While a hypothetical Yellowstone eruption has too many unknowns to say precisely what it would do to the Earth's climate, it's reasonable to assume it could do serious damage. The lowered temperatures created by an atmosphere that has been loaded with sun-reflecting volcanic ash and sulfur dioxide could harm agricultural production and put food insecurity and famines at the top of everyone's mind. Hydrogen halides, a group of toxic acids, produced by an eruption can also damage food crops and put a dangerous dent in the global food supply and economy.
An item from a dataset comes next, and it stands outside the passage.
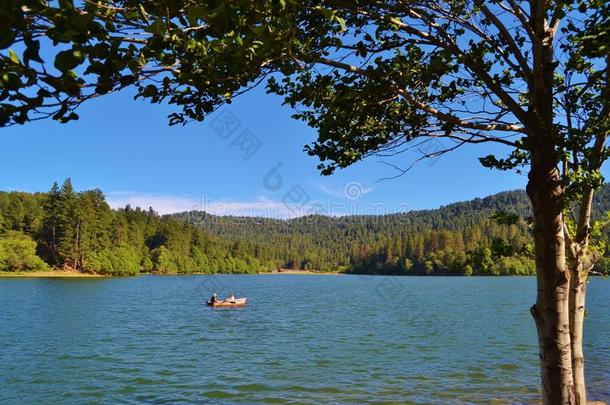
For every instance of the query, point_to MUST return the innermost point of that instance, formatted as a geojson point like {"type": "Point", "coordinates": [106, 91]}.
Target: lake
{"type": "Point", "coordinates": [302, 339]}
Ozone could disappear from the atmosphere

While a supervolcano might contribute to global cooling — to the point that an ominous-sounding volcanic winter rolls into town — an eruption might also strip away other parts of our atmosphere. A 2021 study published in Communications and Environment concluded that the Toba supervolcano eruption (which took place about 74,000 years ago in what's now Indonesia) stripped a considerable amount of ozone out of the atmosphere. The culprit? Volcanic gases like hydrogen chloride. It's not that the gases produced by a volcano directly break down ozone, however. Instead, gases that make it up into the upper reaches of our atmosphere can disrupt the formation of this important compound and provide a surface for ozone-busting reactions to take place.

Atmospheric ozone is kind of a big deal. When it sits high in the stratosphere around our planet, it absorbs ultraviolet radiation from the sun, protecting our fleshy bodies from being blasted by cancer-causing rays (though donning sun protection on your next outdoor adventure is still a smart move). Chemical pollutants produced by humans can deplete ozone, too — anyone remember the hole in the ozone layer lurking over Antarctica? 

Thankfully, like the ozone damage caused by human pollution, volcanic ozone woes don't last forever. The ozone-depleting effects of an eruption are temporary and often abate within just a few years. However, there's no telling how long ozone damage might last in the wake of an especially powerful supervolcano blast.